Brenda Solomons applied for housing in 1999. In 2021, she was finally approved for a house in the Beacon Valley development in Mitchells Plain. But the project was cancelled in 2022 due to extortion, and she has not been given a home in any other development.

“The excitement is just taken away in a split second,” Solomons said. “It’s like somebody poured cold, icy water over you. Because where to go now, what to do?”

Clive Maart applied for housing in 1991 and had sporadic communication with the City housing officials. But he has been told, he says, he is ineligible because his wife has a house in her name from her late husband.

But his wife has no access to this house, and it has not been transferred to her name. The housing office said he would need to divorce her and apply for a house of his own. But he refuses to do his as it is against his religion.

Manenberg Ward Councillor Mogamat Cassiem said the City’s housing budget relies on funding from the national treasury, which he said makes it difficult to build the number of houses that are actually needed.

“Our vision is to see that people are given that basic decency and the dignity of having a home. The challenge is that we’re always restricted by budgets.”

City figures

Approximately 340,000 applicants are reflected as “awaiting a housing opportunity” on the City’s Housing Needs Register.

The City of Cape Town says its human settlements budget is about R7.6-billion over three years.

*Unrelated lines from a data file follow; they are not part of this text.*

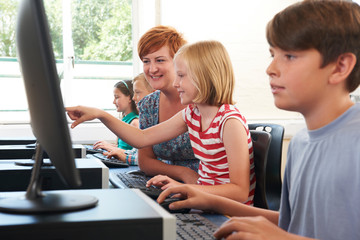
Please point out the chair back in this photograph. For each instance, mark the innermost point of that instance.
(261, 142)
(273, 166)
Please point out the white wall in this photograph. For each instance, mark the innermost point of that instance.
(239, 25)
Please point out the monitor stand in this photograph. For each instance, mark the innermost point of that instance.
(35, 201)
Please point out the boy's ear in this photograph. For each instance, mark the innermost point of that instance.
(343, 67)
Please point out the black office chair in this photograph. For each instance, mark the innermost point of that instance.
(273, 166)
(261, 142)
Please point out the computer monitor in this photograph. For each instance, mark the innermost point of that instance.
(48, 120)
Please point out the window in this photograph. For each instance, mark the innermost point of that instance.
(92, 42)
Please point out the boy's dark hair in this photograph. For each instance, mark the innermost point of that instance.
(330, 27)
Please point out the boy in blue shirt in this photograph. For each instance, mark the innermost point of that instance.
(315, 46)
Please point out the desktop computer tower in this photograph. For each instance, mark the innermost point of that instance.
(120, 214)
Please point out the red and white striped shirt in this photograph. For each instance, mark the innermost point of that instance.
(208, 146)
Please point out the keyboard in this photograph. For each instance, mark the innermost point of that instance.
(194, 226)
(110, 162)
(134, 179)
(90, 149)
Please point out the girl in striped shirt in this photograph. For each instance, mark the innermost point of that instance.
(219, 134)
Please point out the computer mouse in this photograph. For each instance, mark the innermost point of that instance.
(136, 172)
(165, 204)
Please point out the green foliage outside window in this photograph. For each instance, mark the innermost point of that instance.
(101, 29)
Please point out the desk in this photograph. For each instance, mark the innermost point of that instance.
(17, 141)
(27, 152)
(217, 219)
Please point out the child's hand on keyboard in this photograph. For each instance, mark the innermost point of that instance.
(162, 182)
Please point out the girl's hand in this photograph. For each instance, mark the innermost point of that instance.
(81, 114)
(117, 153)
(105, 145)
(193, 198)
(162, 181)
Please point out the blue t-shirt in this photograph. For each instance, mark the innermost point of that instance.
(321, 187)
(127, 119)
(177, 151)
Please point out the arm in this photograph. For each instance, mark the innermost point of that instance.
(132, 135)
(253, 228)
(135, 123)
(149, 164)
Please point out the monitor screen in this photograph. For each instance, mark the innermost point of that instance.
(48, 120)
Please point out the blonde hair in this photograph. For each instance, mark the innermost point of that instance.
(141, 78)
(210, 67)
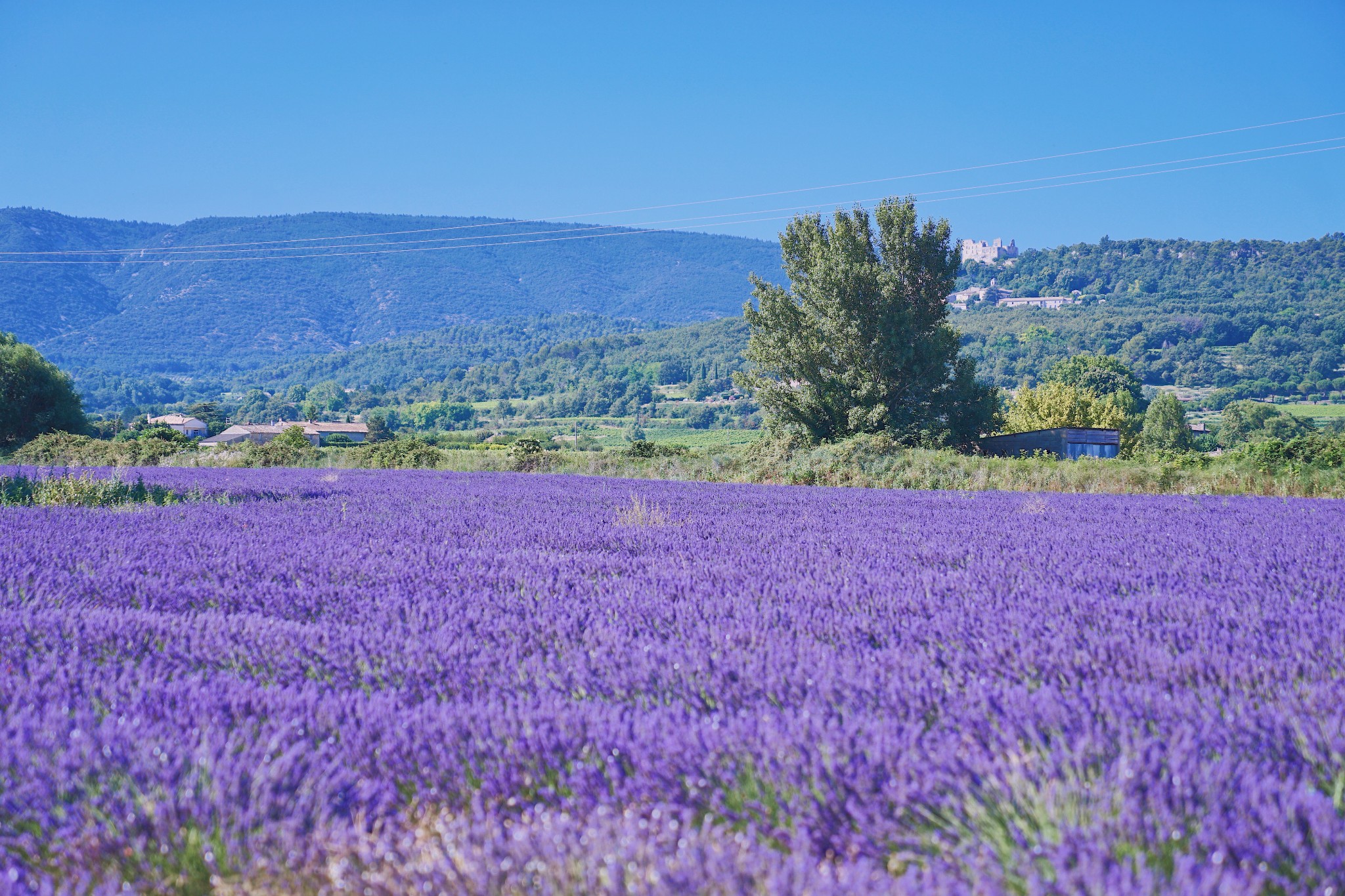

It is focusing on public housing upgrades, affordable housing in well-located areas, subsidy housing, transferring City rental units to tenants and the upgrading of informal settlements.

There is a strategy “to accelerate delivery especially for those earning between R3,500 and R22,000 per month”, said Pophaim.

Pophaim said that the Accelerated Land Release Programme, a mayoral priority, is providing about 10,000 units. “This is besides the national Breaking New Ground housing, informal settlement and backyarder upgrades, land reform through title deeds and upgrading of the public housing units.”

“The City estimates that 100,000 social housing opportunities are possible at sites such as Wingfield, Youngsfield, Ysterplaat and the Parliamentary village. The release of these national mega-properties for housing would make a huge difference given the sheer scale of the well-located military land compared to the very limited land with housing potential owned.”

Pophaim said Cape Town faces a shortage of land and high land prices. “But funding is starting to become an even bigger concern following general national budget cuts over the years,” said Pophaim.